Under the Act, such research requires prior approval from HFEA, whose members
include scientists, physicians, and assorted laypersons. Researchers applying
for approval must explain the need for the proposed study, and describe the
methods to be used. In addition, two peer reviewers--expert reproductive biologists--must
submit reports evaluating the study's merits.
In 1997, the birth of Dolly, the cloned sheep, underscored the need for refinements
to the 1990 Act. Until then, most scientists thought the cloning of mammalian,
not to mention human, embryos would not occur for many years. (The term cloning
refers to a technique where the nucleus of an egg is replaced by a cell nucleus
from a living adult; the resulting embryo is a genetic carbon copy of the adult.)
With the cloning of a human embryo looming on the horizon, the HFEA took part
in a "public consultation" to address the prospect. The resulting
report, published in December 1998, found widespread opposition to human reproductive
cloning-that is, cloning to create a new human being. However, the report also
suggested Parliament consider extending the 1990 law to allow therapeutic cloning,
that is, the use of cloned embryos for research into therapies for diseased
and damaged organs. Stem cells extracted from embryos are especially good at
generating healthy tissue that can replace tissue damaged by disease or injury.
Despite the opposition of religious groups who say embryos are humans who are
killed in the process of extracting stem cells, Parliament legalized therapeutic
cloning, while outlawing the placement of a cloned embryo into a woman's uterus.
Deech explained that "the view seems to have prevailed in Britain that
it is more ethical to use scientific knowledge to relieve existing human disease
than it is to block this research.
" Nevertheless, a British group,
the Pro-Life Alliance, attacked the new bill in a 2001 lawsuit, arguing that
a cloned egg, because it lacked a sperm, didn't qualify as an embryo. Their
suit won in trial court, with the ironic result that human reproductive cloning
became legal in the UK. Deech speculated that the Pro-Life Alliance brought
the case not to legalize reproductive cloning but to underscore what they saw
as the law's vague language. In any case, the trial court's decision was reversed
on appeal, and reproductive cloning is again illegal.
Deech ended her speech with a survey of attitudes toward embryo research in
Europe and the US, concluding that "there is no international consensus."

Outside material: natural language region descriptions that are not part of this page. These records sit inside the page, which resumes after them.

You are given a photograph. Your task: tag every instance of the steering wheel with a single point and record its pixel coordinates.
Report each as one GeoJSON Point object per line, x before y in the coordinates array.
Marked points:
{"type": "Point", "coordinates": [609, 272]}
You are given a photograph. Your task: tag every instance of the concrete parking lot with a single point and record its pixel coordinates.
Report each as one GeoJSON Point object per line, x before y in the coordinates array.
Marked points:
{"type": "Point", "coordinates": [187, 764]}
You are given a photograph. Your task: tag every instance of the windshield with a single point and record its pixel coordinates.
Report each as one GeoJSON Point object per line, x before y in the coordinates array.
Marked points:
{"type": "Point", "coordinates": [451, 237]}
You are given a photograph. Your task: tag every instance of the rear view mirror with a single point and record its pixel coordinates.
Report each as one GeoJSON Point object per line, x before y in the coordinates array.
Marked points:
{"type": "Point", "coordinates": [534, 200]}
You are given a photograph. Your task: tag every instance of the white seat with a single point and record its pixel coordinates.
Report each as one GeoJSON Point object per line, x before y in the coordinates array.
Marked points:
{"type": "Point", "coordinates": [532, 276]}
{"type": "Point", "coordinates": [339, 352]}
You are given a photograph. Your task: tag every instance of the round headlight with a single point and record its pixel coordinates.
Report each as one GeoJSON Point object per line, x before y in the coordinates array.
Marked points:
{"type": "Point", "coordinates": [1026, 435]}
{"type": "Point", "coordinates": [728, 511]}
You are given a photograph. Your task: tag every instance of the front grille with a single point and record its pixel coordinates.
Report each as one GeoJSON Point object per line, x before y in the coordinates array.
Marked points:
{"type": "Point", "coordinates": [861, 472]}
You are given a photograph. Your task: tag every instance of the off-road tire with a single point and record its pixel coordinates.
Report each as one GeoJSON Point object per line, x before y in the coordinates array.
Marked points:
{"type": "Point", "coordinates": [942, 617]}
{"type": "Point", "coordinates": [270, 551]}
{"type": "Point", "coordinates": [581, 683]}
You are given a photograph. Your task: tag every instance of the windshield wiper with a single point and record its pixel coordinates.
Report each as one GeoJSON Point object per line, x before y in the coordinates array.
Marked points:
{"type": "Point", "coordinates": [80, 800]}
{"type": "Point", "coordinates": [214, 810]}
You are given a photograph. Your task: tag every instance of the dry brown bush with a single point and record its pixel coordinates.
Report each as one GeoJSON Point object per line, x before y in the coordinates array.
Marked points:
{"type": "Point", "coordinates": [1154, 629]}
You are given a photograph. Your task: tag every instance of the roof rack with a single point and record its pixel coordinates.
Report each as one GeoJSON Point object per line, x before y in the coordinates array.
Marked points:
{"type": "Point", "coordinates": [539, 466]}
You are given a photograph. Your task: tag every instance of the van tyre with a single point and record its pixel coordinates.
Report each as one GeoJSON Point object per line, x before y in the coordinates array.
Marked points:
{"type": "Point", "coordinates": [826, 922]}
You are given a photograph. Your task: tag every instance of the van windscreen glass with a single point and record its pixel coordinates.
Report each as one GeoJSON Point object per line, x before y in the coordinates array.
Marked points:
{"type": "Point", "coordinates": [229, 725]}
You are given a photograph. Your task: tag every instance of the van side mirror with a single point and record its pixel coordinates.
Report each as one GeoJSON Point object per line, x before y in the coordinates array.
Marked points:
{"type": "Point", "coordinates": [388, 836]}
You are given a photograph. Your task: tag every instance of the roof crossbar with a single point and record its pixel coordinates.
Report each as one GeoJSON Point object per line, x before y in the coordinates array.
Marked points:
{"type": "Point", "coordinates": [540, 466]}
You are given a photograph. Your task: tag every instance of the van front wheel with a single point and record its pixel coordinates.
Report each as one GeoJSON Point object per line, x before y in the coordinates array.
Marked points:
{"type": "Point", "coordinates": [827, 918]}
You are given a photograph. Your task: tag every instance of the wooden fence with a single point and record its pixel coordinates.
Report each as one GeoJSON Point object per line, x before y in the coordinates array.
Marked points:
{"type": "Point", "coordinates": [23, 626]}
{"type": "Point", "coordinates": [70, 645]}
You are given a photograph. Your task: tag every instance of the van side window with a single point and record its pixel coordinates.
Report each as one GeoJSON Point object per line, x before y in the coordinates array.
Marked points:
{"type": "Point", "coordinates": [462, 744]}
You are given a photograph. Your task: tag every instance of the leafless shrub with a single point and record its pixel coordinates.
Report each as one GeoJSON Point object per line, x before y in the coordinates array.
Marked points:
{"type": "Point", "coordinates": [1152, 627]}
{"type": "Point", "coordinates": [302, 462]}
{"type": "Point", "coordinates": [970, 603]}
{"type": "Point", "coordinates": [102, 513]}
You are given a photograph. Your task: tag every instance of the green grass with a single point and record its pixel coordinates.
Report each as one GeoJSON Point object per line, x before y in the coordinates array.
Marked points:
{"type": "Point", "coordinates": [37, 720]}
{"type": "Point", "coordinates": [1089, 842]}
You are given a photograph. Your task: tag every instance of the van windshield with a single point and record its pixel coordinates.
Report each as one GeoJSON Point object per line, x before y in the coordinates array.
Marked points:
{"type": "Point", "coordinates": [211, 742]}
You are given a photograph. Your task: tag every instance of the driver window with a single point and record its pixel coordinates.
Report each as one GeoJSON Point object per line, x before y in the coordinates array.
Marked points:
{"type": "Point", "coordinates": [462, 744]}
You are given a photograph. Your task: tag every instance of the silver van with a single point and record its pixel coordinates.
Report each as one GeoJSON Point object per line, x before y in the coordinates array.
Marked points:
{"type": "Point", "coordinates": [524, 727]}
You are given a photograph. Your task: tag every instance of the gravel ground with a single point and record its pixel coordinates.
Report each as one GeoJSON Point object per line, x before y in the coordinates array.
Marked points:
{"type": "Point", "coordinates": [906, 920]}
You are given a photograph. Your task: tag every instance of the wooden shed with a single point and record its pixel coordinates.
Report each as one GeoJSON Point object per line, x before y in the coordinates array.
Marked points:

Unlike the UK, for example, she said, Germany bans research that "does
not benefit the embryo itself." Meanwhile, in the US, a Bush administration
policy bans the use of federal funds for research involving cloning, but until
a law passes like the one Bush has been lobbying for, therapeutic cloning is
permitted in privately funded research. (Last November, a Worcester, Massachusetts,
firm said it had succeeded in cloning a human embryo and planned to use the
stem cells to generate new therapies.) Though she did not explicitly suggest
that the US adopt a system like the UK's, Deech did point out that the UK's
system "is often held up as an example to other countries considering their
own system of regulation of this area."